September 2006, Week 4

HP3000-L@RAVEN.UTC.EDU

Options: Use Monospaced Font
Show Text Part by Default
Show All Mail Headers

Message: [<< First] [< Prev] [Next >] [Last >>]
Topic: [<< First] [< Prev] [Next >] [Last >>]
Author: [<< First] [< Prev] [Next >] [Last >>]

Print Reply
Subject:
From:
James Hofmeister <[log in to unmask]>
Reply To:
Date:
Thu, 28 Sep 2006 01:02:42 -0400
Content-Type:
text/plain
Parts/Attachments:
text/plain (156 lines)
Hello Wes, Larry,

>> What is the correlation between users and the inbound buffer pool? I
opened
>> 15 sessions and didn't see a correlating increase in the  pool (maybe my 
>> notion that they are related is wrong).

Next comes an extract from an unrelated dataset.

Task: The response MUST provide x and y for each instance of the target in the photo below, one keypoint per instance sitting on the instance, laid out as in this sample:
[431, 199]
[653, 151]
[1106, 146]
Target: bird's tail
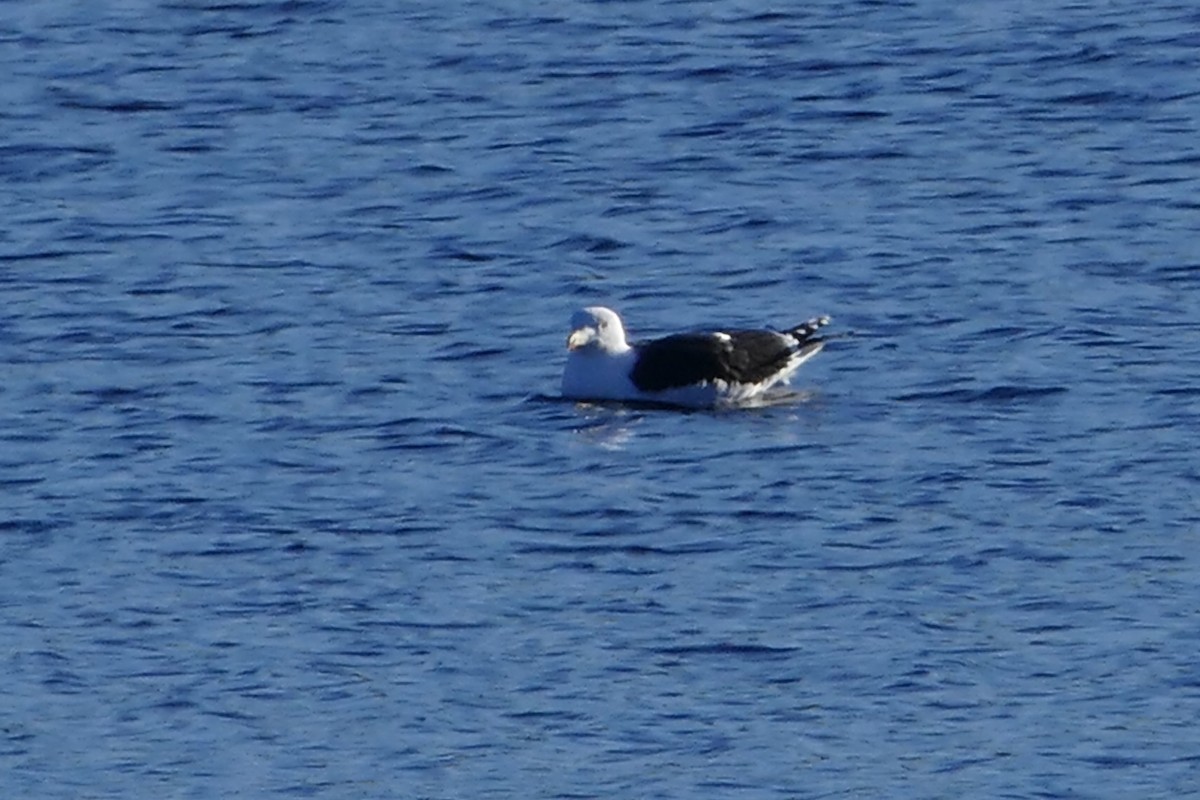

The inbound buffer pool consist of "outstanding" frames that have been
received, but not processed by a upper level protocol and in turn a service
or user socket application.  

The most common upper level protocol traffic for the inbound buffer pool on
the 3000 is  TCP/IP, UDP/IP and AFCP (dtc/dts) as well as general broadcast
traffic that has not been discarded at the hardware and driver level.

In the case you mention of an "idle" session logged into MPE over Telnet or
NS-VT as well as an idle FTP services, no "outstanding" frames (these are
all services that run over TCP/IP, so we could also say no "outstanding"
packets) would be held in the inbound buffer pool.  The number of
"outstanding" frames in the inbound buffer pool increases as the amount of
traffic inbound to the system exceeds the performance of the service or the
application receiving the frames.  The general performance of the system of
course can impact the performance of a service or an application.

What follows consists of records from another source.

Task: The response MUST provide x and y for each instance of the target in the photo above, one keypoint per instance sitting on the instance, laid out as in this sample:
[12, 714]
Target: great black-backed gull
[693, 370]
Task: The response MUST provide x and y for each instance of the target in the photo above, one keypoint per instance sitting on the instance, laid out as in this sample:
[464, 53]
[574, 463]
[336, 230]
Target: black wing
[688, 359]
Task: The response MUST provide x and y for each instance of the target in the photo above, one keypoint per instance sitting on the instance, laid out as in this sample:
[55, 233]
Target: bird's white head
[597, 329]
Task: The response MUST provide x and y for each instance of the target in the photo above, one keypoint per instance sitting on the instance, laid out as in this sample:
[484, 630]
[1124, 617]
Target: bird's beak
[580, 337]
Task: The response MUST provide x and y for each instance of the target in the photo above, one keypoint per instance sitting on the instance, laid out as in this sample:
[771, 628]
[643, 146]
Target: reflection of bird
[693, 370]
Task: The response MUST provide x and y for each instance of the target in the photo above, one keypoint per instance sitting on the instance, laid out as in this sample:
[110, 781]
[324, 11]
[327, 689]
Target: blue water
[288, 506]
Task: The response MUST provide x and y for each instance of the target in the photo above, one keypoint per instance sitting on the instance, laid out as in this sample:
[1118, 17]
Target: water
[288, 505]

A simple example of an application which will result in an accumulation of
frames in the inbound buffer pool is FTP.  If a FTP Client is sending data
inbound to our MPE FTP Server faster than it can be processed, then a
limited number of frames will backup in the inbound buffer pool.  This is
especially noticeable when a client running on a fast system is sending data
to a MPE FTP server which is overburdened or outclassed in processor
capability.  Note: In this example it is not possible for (1) ftp connection
between a FTP Client and a FTP Server to use up a significant amount of the
buffer pool as the upper layer protocol TCP/IP controls the number of
outstanding packets and the maximum amount of outstanding bytes of data.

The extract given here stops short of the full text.